C’est la logique de votre jurisprudence Société Cora de 2018, qui permet à tout tiers ayant intérêt pour agir de demander dans le délai du recours contentieux, l’annulation de la décision par laquelle l’autorité administrative a refusé de faire usage de son pouvoir d’abroger ou de retirer un acte administratif obtenu par fraude, quelle que soit la date à laquelle il l’a saisie d’une demande à cette fin. Cette solution a suscité des inquiétudes [04], car elle constitue indéniablement un talon d’Achille de tous les efforts des reformes récentes du droit de l’urbanisme pour limiter le temps pendant lequel un risque juridique pèse sur l’autorisation d’urbanisme, la purge de l’autorisation d’urbanisme étant pour les projets de construction une condition à l’obtention de financements par des prêteurs. Il est vrai encore qu’un des arguments mis en avant par le président Stahl dans ses conclusions sur l’affaire Damon perd de sa force ici, c’est celui selon lequel « découpler le régime du recours administratif par rapport à celui de la décision initiale n’apparaît pas conforme à l’architecture générale des recours », puisque dans notre configuration le découplage est d’abord entre la décision initiale, le PC, et la décision en litige, le refus d’abroger la décision initiale.

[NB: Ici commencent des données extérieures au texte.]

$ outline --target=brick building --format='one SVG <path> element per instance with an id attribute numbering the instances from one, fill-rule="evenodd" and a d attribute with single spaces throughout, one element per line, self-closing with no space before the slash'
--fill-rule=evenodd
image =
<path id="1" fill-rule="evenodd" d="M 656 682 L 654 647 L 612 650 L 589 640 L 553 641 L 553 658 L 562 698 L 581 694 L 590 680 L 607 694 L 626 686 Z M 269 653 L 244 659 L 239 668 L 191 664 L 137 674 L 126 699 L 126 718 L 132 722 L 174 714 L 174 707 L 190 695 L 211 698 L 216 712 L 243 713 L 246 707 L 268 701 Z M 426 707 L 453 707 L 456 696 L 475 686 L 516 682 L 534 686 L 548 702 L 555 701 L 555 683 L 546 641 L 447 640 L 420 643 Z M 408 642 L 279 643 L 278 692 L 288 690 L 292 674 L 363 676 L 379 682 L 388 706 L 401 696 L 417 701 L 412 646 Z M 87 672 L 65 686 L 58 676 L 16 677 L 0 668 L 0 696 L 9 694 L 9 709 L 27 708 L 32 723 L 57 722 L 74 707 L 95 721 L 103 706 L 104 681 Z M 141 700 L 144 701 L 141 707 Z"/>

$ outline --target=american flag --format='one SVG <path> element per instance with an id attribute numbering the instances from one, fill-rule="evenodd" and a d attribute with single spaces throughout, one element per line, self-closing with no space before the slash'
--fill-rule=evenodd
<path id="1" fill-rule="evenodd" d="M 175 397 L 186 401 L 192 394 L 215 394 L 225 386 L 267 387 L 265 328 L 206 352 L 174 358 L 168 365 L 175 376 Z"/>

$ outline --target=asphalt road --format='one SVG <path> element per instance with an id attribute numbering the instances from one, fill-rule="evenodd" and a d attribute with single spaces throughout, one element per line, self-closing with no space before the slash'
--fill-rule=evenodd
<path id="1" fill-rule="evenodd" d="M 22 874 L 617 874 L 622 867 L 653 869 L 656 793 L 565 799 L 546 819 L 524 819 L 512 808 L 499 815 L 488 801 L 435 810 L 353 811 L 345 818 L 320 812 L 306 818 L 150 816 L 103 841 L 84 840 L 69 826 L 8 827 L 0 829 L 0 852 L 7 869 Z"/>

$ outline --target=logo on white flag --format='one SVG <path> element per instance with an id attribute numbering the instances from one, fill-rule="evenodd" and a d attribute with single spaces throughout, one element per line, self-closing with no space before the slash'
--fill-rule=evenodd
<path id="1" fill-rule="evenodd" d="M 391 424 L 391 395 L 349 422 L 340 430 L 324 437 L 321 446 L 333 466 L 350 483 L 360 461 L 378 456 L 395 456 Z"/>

Il ne s’agit pas ici de remettre en cause la solution Société Cora, qui s’appuie avec des considérations solides sur les conséquences d’une décision obtenue par fraude. S’il fallait encadrer la possibilité de demander le retrait d’un PC pour un motif tiré de la fraude, il faudrait nous semble-t-il passer par la loi, notre collègue R. Noguellou suggérant par exemple dans un article à l’AJDA de prévoir « que le couperet de l’article R. 600-3 du code de l’urbanisme », interdisant tout recours contre un permis 6 mois après l’achèvement de la construction, « protège également contre les demandes de retrait fondées sur la fraude ».
Sans toucher à la jurisprudence Société Cora, nous ne voyons pour autant aucune raison déterminante pour juger que si l’invocation de la fraude ouvre la voie d’un contentieux du refus de retirer l’autorisation, cela devrait aussi conduire à faire une exception à la jurisprudence Damon et à opérer une lecture très constructive de l’article L. 411-3 du CRPA. La computation du délai de recours est sans rapport avec l’allégation de fraude, et demeure inversement liée à la qualité de tiers du requérant. Nous vous proposons donc de juger que le délai de recours contentieux pour contester le refus d’abroger une autorisation arguée de fraude se calcule à compter de la naissance de la décision implicite sans que l’absence d’accusé de réception de sa demande y fasse obstacle.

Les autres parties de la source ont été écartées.